As a young man, Clifford Rowe played bass for Elvis Presley, performing on glittering stages across the United States.

As an old man, he slept on a park bench two blocks from his childhood home in Northeast Washington, wrapped in a military sleeping bag, his beloved guitars cinched to his waist with bungee cords.

A performer with a heavy travel schedule, he never stayed in town long enough to get a place of his own. The years wore away. Elvis died on Rowe’s 37th birthday. Rowe’s mom sold the family house and moved south. Heroin entered his life. “I started renting rooms, putting my things in storage, losing things.”

So the fact that Rowe, now 76, was relaxing this week in his own recliner in an apartment that is all his was, he said, “like a gift from heaven.”

Rowe is one of 60 homeless veterans in the District who are moving into permanent housing in the John and Jill Ker Conway Residence, an architect-designed building that officially opened on Thursday. The first of its kind in the city, it was constructed with a combination of federal, city, private and nonprofit funds. The $33 million building houses 124 one-bedroom efficiency apartments, including 64 additional affordable and low-income units.

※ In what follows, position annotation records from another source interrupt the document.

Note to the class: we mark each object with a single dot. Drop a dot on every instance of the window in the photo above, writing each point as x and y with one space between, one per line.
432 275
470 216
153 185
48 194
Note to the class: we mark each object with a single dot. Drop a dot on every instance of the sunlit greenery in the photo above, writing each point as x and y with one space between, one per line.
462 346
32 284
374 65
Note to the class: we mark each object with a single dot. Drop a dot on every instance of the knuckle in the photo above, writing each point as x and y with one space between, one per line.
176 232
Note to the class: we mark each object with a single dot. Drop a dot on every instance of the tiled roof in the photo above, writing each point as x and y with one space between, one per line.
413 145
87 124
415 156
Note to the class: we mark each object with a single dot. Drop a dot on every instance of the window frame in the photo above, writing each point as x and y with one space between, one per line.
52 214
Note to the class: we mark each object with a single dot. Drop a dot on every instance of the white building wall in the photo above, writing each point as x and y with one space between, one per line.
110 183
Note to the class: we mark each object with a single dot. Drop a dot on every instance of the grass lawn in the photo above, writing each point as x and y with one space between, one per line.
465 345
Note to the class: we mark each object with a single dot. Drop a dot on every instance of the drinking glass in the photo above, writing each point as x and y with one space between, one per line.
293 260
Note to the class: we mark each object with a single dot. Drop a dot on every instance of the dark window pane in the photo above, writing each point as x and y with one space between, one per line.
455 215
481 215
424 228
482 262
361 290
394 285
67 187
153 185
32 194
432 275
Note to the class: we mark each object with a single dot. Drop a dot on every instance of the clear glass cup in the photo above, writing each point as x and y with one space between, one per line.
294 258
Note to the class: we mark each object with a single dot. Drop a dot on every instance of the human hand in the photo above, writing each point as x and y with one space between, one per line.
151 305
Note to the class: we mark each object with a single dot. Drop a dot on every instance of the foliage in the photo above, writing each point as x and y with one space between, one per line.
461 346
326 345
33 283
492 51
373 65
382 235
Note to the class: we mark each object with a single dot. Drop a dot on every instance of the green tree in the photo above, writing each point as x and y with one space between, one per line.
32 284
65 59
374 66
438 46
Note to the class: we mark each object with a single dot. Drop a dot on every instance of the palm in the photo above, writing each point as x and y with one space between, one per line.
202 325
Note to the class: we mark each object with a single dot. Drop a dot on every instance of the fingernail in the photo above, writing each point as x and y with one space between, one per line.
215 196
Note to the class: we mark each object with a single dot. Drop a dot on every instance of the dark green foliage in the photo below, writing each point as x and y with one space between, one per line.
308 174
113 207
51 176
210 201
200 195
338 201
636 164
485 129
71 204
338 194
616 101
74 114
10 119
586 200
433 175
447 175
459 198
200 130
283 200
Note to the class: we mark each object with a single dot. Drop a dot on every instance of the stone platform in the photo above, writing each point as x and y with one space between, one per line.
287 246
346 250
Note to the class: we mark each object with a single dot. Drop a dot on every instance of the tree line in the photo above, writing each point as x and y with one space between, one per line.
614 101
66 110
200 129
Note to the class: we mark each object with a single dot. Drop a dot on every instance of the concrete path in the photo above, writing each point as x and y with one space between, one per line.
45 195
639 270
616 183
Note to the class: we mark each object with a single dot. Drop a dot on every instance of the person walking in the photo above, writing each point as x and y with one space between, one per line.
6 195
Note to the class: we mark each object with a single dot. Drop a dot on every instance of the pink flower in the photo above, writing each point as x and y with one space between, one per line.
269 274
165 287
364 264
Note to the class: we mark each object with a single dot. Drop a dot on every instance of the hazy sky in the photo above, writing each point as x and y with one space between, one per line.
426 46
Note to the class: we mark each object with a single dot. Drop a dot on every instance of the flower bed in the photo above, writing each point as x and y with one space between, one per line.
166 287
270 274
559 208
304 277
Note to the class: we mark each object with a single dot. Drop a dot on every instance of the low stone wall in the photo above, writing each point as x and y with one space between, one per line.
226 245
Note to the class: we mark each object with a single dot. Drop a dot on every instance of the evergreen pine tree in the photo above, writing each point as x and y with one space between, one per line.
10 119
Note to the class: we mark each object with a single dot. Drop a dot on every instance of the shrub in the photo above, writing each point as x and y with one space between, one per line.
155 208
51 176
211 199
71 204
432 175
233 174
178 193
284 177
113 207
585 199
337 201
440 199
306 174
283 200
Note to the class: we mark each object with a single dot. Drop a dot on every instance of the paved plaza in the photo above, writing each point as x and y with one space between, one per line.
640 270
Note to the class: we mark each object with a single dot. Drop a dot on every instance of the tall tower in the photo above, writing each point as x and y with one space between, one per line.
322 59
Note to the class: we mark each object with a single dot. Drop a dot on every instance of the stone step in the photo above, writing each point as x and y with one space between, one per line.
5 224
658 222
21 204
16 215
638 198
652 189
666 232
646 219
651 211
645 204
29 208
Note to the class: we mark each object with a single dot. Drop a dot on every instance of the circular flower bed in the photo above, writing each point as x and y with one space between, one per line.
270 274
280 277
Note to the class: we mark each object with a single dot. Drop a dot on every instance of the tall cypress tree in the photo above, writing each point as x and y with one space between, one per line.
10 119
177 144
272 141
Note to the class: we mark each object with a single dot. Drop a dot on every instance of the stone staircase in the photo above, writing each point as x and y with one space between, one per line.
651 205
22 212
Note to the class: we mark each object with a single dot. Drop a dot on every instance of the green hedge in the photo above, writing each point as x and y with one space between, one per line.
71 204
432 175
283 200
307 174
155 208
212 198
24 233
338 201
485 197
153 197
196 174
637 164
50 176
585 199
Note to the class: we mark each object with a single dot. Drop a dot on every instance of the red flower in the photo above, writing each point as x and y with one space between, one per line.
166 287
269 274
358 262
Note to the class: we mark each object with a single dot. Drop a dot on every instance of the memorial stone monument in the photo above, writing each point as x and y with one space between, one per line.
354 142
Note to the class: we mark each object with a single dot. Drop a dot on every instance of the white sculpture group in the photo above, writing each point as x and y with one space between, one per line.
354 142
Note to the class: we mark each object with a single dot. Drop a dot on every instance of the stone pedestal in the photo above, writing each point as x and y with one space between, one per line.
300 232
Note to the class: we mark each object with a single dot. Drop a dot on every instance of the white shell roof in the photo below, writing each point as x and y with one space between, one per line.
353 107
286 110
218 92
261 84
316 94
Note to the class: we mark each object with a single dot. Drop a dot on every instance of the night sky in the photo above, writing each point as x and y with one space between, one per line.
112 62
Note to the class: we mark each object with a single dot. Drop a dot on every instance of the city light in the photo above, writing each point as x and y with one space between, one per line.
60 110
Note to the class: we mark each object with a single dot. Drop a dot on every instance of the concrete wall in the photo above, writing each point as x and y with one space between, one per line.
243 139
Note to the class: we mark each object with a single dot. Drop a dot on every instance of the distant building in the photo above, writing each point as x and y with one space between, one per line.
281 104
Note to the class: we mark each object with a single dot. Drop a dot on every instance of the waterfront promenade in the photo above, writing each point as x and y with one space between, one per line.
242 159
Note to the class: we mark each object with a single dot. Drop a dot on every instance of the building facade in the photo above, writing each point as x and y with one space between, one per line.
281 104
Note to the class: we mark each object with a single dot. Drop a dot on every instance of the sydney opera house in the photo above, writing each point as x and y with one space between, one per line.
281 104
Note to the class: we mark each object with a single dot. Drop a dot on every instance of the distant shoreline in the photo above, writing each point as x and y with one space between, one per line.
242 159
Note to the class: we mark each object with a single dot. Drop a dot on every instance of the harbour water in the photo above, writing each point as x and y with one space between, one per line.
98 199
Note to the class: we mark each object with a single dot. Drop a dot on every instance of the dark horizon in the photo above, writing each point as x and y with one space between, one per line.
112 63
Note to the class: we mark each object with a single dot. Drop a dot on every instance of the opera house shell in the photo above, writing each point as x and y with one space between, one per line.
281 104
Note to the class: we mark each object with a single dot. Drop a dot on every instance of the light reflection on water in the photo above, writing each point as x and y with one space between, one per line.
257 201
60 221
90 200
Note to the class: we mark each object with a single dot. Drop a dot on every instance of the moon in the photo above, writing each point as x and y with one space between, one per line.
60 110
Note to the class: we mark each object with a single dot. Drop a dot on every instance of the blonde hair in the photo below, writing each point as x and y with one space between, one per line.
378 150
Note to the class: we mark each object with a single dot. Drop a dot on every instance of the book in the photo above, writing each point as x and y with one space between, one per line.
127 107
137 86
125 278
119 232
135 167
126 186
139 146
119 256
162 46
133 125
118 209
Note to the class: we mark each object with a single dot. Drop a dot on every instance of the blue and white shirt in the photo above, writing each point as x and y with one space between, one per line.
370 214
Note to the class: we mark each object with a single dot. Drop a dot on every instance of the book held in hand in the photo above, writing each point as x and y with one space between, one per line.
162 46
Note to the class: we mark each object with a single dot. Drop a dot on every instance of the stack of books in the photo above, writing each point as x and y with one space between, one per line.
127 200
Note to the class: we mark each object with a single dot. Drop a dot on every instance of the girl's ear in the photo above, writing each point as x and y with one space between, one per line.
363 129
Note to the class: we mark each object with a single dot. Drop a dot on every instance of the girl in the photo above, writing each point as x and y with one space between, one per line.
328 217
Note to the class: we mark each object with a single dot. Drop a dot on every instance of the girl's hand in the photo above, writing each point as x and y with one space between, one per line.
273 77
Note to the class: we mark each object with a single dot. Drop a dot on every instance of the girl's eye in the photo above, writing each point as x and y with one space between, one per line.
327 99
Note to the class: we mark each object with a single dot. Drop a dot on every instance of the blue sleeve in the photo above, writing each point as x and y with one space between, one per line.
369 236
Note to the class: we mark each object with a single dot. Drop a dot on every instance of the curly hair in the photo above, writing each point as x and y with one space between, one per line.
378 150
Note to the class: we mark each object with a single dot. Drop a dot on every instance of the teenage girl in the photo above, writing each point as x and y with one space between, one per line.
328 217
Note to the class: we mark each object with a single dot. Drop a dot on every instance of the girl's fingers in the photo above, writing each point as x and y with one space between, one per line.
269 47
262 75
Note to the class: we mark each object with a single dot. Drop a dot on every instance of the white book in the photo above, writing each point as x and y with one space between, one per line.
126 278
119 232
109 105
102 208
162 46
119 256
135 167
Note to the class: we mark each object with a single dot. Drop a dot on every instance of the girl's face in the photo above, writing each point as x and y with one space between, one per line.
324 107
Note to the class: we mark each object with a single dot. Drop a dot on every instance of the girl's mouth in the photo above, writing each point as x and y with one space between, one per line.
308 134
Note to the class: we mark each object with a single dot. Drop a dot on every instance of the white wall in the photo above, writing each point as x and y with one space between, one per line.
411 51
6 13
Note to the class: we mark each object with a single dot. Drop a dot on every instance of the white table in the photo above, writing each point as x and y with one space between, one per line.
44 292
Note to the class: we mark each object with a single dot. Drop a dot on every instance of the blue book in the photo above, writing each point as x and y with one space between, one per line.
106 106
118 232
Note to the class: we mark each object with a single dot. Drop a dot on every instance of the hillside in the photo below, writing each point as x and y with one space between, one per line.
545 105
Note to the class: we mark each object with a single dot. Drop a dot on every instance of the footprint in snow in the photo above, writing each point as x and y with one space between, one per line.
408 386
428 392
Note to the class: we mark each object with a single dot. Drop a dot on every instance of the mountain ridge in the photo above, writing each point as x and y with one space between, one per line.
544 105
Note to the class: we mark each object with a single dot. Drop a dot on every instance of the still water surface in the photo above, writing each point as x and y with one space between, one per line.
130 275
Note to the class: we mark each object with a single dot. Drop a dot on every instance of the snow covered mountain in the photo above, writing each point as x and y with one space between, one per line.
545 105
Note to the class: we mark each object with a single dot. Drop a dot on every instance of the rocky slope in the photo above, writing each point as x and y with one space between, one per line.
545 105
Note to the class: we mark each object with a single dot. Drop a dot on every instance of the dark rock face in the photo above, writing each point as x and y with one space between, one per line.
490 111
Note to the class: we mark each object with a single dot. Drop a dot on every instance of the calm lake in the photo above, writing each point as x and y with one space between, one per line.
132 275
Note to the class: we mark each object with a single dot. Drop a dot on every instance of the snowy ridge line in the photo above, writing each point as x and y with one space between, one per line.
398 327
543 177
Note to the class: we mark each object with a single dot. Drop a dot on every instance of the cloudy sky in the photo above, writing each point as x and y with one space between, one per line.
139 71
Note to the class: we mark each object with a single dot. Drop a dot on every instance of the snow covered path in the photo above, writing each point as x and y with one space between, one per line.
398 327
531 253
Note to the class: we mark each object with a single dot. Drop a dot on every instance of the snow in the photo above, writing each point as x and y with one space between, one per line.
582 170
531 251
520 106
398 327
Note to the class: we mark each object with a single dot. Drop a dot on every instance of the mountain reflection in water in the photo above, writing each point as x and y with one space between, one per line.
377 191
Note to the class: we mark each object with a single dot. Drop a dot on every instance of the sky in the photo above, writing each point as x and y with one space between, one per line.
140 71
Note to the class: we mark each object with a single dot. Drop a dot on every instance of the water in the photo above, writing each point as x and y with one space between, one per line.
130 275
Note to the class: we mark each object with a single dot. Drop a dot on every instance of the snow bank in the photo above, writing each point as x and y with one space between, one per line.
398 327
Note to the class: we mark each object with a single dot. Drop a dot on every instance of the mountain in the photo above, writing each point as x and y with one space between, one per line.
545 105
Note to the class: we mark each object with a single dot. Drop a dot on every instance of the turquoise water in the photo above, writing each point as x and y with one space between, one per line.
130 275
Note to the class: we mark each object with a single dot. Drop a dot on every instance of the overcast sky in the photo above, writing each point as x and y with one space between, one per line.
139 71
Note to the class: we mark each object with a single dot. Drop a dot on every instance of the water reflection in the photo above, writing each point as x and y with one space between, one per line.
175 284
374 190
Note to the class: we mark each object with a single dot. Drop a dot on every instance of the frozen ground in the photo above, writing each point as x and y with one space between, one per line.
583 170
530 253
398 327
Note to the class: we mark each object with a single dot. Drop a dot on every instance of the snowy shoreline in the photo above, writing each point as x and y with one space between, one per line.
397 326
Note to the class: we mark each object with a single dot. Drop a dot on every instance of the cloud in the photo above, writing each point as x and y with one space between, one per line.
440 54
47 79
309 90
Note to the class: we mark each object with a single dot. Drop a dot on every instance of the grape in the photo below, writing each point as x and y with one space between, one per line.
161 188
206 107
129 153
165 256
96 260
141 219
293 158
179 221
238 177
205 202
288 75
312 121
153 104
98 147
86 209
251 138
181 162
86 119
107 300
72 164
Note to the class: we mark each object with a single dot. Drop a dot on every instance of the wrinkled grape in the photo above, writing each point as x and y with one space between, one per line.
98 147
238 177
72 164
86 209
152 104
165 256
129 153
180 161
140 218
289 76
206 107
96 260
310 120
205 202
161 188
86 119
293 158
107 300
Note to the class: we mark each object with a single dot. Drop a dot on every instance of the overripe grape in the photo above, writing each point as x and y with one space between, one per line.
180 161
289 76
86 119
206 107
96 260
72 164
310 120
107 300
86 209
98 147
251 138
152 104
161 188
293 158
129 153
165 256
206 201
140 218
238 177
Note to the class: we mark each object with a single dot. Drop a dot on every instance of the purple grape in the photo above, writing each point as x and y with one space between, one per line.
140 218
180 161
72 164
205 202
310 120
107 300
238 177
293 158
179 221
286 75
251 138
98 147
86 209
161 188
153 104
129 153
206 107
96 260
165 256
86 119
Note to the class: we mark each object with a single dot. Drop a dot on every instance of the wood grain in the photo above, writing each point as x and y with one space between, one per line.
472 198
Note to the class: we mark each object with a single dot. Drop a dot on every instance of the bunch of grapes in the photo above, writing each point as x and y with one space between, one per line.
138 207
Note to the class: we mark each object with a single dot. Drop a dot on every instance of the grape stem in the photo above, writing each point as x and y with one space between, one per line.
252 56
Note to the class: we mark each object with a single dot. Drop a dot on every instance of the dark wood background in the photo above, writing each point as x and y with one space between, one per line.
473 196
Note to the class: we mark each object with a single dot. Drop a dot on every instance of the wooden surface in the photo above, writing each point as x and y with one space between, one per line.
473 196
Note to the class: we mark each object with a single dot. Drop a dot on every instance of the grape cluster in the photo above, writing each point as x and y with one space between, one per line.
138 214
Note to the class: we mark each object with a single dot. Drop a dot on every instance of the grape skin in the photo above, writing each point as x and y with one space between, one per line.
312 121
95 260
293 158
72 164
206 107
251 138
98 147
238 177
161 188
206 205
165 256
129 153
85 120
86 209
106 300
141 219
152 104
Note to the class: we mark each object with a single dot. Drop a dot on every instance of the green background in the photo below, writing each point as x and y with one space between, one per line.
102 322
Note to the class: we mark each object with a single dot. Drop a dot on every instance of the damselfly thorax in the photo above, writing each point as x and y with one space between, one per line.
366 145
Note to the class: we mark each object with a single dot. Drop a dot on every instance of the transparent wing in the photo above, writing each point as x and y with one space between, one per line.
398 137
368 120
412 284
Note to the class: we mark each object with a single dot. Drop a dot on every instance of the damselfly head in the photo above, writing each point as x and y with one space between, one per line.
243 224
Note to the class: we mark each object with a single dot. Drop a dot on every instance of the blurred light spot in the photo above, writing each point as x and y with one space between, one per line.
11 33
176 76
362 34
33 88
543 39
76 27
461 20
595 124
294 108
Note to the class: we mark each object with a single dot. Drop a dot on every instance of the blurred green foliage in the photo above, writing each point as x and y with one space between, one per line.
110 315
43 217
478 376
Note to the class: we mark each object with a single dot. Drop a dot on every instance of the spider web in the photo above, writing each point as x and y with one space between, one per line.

The veterans pay 30 percent of their income as rent and have on-site supportive services such as social workers, job and education counseling, and mental health specialists. Their average age is 62, and their services are coordinated by case managers who work directly with the D.C. Veterans Administration Medical Center staff.

The building, designed by Sorg Architects, an international firm with offices in D.C., appears to be just one of a handful in the country created with homeless vets in mind. Most efforts involve moving people into existing residences.

The new residence offers an uncommon solution to a national problem, said Rosanne Haggerty, president of Community Solutions, its co-sponsor and co-developer. It “plays a critical part in helping a city end veteran homelessness,” she said.